Spring is the traditional season to seek stingless bee honey in the hollow trunks of huge trees.  With trees and flowers blooming everywhere, these Native American bee hives are literally dripping with honey during this time of year. However, increasing de-forestation means fewer large trees and fewer nesting places for the stingless bees.  

“My father said the entire community used to go the mountains to get honey during Easter weeks,” said one Tzotzil Mayan beekeeper attending a Melipona bee conference. “But now the trees are all cut down so people could make money, and our bees are gone."
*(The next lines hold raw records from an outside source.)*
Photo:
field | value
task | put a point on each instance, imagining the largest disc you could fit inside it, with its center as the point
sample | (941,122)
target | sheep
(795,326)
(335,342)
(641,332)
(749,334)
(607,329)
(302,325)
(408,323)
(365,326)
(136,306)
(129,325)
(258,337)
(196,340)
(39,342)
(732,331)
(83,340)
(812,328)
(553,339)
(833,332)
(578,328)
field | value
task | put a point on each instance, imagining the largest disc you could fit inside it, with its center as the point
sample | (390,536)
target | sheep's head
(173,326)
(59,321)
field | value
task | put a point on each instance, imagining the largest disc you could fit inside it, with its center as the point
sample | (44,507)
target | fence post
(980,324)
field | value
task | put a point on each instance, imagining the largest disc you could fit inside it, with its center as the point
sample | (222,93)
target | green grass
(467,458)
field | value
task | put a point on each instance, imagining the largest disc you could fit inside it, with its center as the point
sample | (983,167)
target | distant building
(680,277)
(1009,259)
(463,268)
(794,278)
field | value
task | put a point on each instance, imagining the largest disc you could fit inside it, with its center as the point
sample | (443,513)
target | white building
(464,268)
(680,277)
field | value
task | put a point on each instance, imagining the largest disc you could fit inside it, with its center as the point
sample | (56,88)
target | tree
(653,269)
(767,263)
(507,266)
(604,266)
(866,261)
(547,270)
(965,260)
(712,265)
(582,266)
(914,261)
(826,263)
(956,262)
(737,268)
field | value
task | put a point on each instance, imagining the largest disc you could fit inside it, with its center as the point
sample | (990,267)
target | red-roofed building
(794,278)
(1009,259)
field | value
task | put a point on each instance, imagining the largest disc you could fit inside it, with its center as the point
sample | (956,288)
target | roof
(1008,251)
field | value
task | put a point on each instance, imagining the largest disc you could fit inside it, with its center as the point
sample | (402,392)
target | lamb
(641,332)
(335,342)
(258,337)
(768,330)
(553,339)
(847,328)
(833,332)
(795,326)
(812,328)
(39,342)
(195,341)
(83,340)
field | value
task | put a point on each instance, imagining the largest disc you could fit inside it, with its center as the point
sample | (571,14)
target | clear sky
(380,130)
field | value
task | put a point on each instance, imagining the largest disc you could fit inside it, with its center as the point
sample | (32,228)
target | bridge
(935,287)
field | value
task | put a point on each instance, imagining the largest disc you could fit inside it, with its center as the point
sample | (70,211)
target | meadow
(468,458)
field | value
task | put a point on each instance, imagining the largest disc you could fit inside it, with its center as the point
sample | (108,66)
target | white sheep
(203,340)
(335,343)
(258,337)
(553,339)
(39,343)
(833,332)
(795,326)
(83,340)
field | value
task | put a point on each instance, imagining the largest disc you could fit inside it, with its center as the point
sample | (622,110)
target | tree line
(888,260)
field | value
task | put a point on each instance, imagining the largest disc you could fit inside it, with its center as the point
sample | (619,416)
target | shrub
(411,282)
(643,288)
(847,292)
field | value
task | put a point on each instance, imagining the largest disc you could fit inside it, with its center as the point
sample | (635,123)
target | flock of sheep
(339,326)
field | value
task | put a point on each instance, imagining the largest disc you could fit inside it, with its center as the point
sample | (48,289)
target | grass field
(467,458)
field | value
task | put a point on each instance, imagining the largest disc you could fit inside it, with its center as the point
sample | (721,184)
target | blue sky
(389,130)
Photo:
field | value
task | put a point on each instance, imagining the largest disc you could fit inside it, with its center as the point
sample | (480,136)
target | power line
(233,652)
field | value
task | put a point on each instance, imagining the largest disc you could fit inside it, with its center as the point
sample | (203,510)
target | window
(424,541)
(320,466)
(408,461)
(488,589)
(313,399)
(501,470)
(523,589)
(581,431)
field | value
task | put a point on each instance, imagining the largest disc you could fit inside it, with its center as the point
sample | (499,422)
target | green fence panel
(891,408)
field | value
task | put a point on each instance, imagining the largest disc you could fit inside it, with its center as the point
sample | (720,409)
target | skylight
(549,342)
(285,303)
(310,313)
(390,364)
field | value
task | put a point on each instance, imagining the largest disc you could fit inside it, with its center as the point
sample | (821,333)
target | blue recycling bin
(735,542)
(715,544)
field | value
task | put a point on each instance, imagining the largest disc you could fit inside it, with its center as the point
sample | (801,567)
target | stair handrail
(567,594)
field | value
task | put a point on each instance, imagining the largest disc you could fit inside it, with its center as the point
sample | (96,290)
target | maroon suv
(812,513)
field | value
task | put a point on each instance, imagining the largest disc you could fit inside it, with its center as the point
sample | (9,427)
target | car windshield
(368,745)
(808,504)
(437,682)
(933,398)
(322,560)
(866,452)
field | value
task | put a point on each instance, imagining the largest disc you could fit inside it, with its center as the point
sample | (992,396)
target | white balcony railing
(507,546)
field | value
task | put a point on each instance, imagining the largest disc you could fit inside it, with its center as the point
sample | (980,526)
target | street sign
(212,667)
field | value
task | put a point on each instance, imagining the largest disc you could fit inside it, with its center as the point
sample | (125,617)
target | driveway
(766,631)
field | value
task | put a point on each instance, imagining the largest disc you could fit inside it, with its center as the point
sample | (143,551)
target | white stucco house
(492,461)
Invasive bees are also competing with native bees for nesting places and food sources. In the 1970’s and 1980’s, the Mexican government encouraged the use of high producing commercial bees, so many native bee hives kept in trunks near peoples’ homes have not been well maintained.  However, falling honey prices and aggressive Africanized bee hives have cooled many Mayan communities to commercial bees.

“They’ve cut down our trees and poisoned our land with their chemicals; our native Melopona bees are being exported to Japan to pollinate tomatoes in greenhouses, yet we’ve almost forgotten about these bees,“ said one  Zapatista promoter.  “Everyone should study this Melipona bee keeping box carefully because it is easy to make and all of us need to learn how to raise and reproduce Meliponas in our communities.”

As part if its Ecological Education in the Zapatista communities, "Schools for Chiapas" is seeking funding to host workshops to care for stingless bees and to construct Melipona hive boxes.  They are also seeking individuals and communities knowledgeable in the Mayan tradition of caring for this important American pollinator.